Kandler, Wilhelm (1816-1896), Maler

Kandler Wilhelm, Maler. * Kratzau (Chrastava, Böhmen), 28. 2. 1816; † Prag, 18. 5. 1896. Verlebte seine Kindheit in Komotau und Saaz, wo sein Vater städt. Zeichenlehrer war. Stud. 1830–34 durch Führichs Verwendung an der Prager Akad. der bildenden Künste. Nach Gemälden und Zeichnungen religiösen Inhalts arbeitete K. seit Restaurierung der Burg Karlstein an der Kopierung alter Tempera-Gemälde und Fresken, auch die Fresko-Ergänzung der Mosaiken im Prager Dom wurde ihm anvertraut.
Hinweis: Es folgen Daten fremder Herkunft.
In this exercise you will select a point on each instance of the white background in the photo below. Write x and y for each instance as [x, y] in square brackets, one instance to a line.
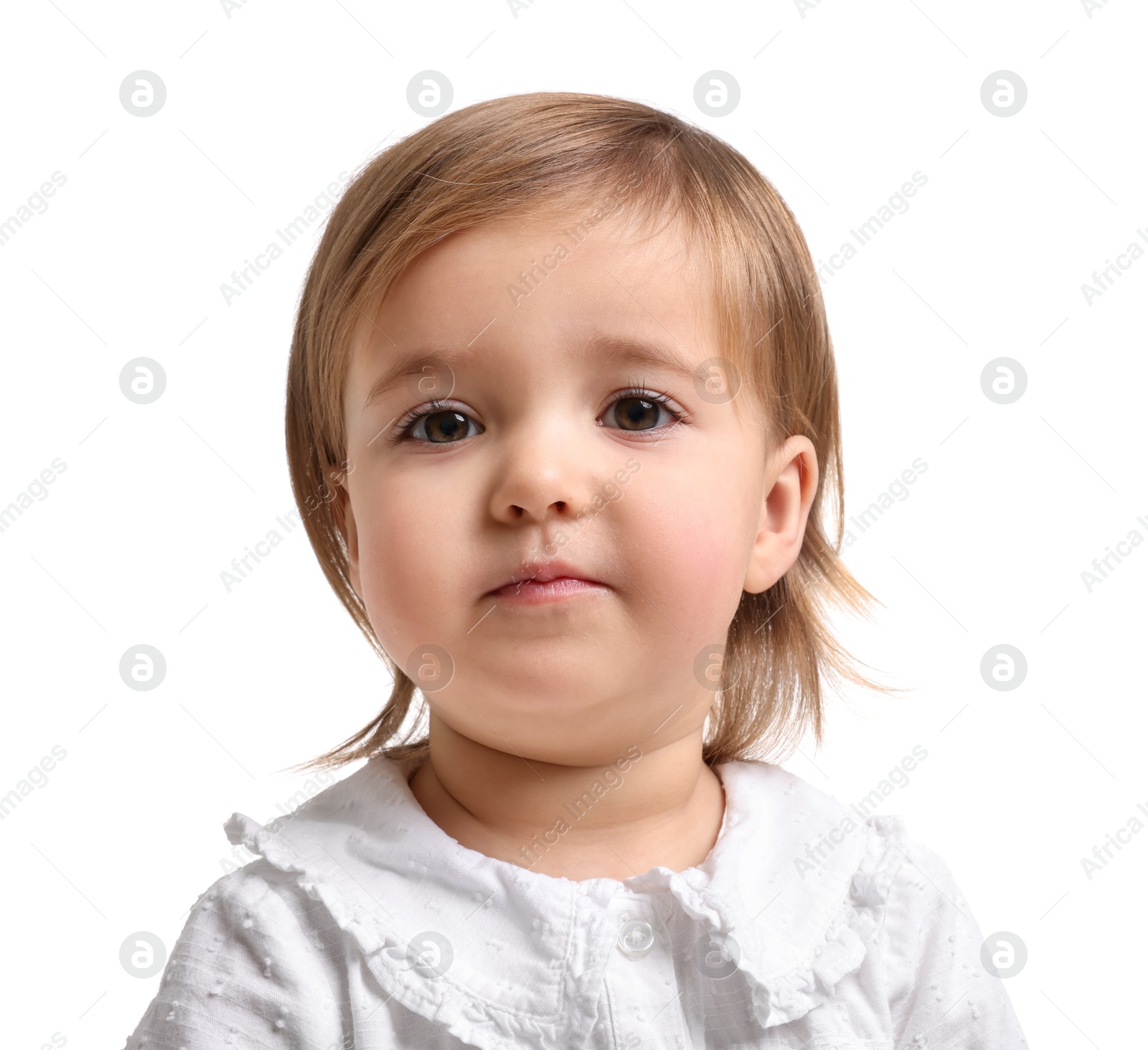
[838, 108]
J. B. Müller und J. Holzmeier lehrten ihn noch zwei Jahre die Freskotechnik, dann führte er Führichs Entwürfe für die St.-Raphaels-Blindenkapelle in Prag aus. 1843–50 in Rom als Kopist und Zeichner wirkend, kehrte K. über Wien (Ausst. in der Hofburg) nach Prag zurück, wo er mit zahlreichen Aufträgen betraut, ansässig war.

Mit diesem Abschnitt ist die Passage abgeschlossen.